免疫不妊 抗精子抗体、つまり女性の体が男性の精子を病原菌やウイルスと同じと判断し攻撃してしまうことです。また、男性が自身の精子を敵とみなして攻撃・自滅するというパターンもあります。不妊女性、不妊男性それぞれのおよそ3%に抗精子抗体がみられています。
機能性不妊症 不妊でお悩みの方の実に4割~5割の方が原因不明といわれています。
基本的な検査で異常が認められず妊娠が成立しないと機能性不妊症と診断されます。更に精密検査でも異常が見受けられないものを原因不明不妊と診断されます。
しかし妊娠を望んでいるのに妊娠が成立しないということには必ず何か原因がある、と考えるのが中医学です。
機能性不妊症と周期法
不妊症で原因不明といわれる機能性不妊症は特に周期法との相性が良いと考えられます。
その方の状況によっては、周期法にすぐ入ることが難しい場合もあり、その場合は、まず大きな問題を解決してから、周期法を適応していきます。
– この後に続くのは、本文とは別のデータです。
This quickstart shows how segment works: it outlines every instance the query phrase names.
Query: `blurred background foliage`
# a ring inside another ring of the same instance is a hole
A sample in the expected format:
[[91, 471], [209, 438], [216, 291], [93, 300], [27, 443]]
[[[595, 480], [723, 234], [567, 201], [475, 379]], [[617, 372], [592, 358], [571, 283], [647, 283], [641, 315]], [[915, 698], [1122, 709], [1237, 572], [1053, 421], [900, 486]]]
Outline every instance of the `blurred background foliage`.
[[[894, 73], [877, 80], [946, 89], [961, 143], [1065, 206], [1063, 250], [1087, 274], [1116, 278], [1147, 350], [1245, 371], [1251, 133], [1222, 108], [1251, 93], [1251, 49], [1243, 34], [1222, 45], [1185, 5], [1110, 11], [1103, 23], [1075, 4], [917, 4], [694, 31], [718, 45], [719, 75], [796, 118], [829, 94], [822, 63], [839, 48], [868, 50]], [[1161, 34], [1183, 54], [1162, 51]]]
周期法とは、下図の月経期・卵胞期~排卵期・黄体期、の期の変化に合わせ、漢方薬を飲み分ける方法です。
もちろん、病院の不妊症治療との併用も可能ですので、詳しくはご相談の際にお話しさせて頂ければと思います。
ひとりひとりの体の状態に合わせた形で周期調節の方針・漢方薬を組み立て、生活習慣の改善ポイントと食養生のご案内も差し上げております。
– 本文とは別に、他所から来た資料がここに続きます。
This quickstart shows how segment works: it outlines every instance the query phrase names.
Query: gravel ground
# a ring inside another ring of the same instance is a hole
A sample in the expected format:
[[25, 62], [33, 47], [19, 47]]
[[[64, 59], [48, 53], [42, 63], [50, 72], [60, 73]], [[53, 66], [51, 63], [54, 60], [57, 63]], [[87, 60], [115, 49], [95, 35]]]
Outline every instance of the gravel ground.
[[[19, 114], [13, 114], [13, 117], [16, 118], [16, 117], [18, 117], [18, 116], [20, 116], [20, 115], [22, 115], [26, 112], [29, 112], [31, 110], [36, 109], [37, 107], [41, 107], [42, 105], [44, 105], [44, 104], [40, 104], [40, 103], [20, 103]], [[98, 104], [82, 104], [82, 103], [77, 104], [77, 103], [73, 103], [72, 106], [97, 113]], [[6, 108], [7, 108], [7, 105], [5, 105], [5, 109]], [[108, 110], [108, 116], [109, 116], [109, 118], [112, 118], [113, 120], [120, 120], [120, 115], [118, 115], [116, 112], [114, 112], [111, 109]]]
しっかりと寄り添って全力でサポートさせて頂きますので、お気軽にご来店ください。ご予約お待ちしております。
妊活中におすすめの食べもの
血を養う
レバー・烏骨鶏・ほうれん草・人参・葡萄・ライチ・いちご・枸杞子・なつめ・プルーン・当帰・黒ゴマ・黒豆・小豆など
気を補う
牛肉・うなぎ・山芋・ねぎ・栗・もち米・きのこ類・かぼちゃ・大豆・枝豆・らっきょう・山椒・シナモン・朝鮮人参・緑茶など食事は命をつなぐもの。
一食になるべくたくさんの食材を使い、加熱して、温かい状態で美味しくいただきましょう。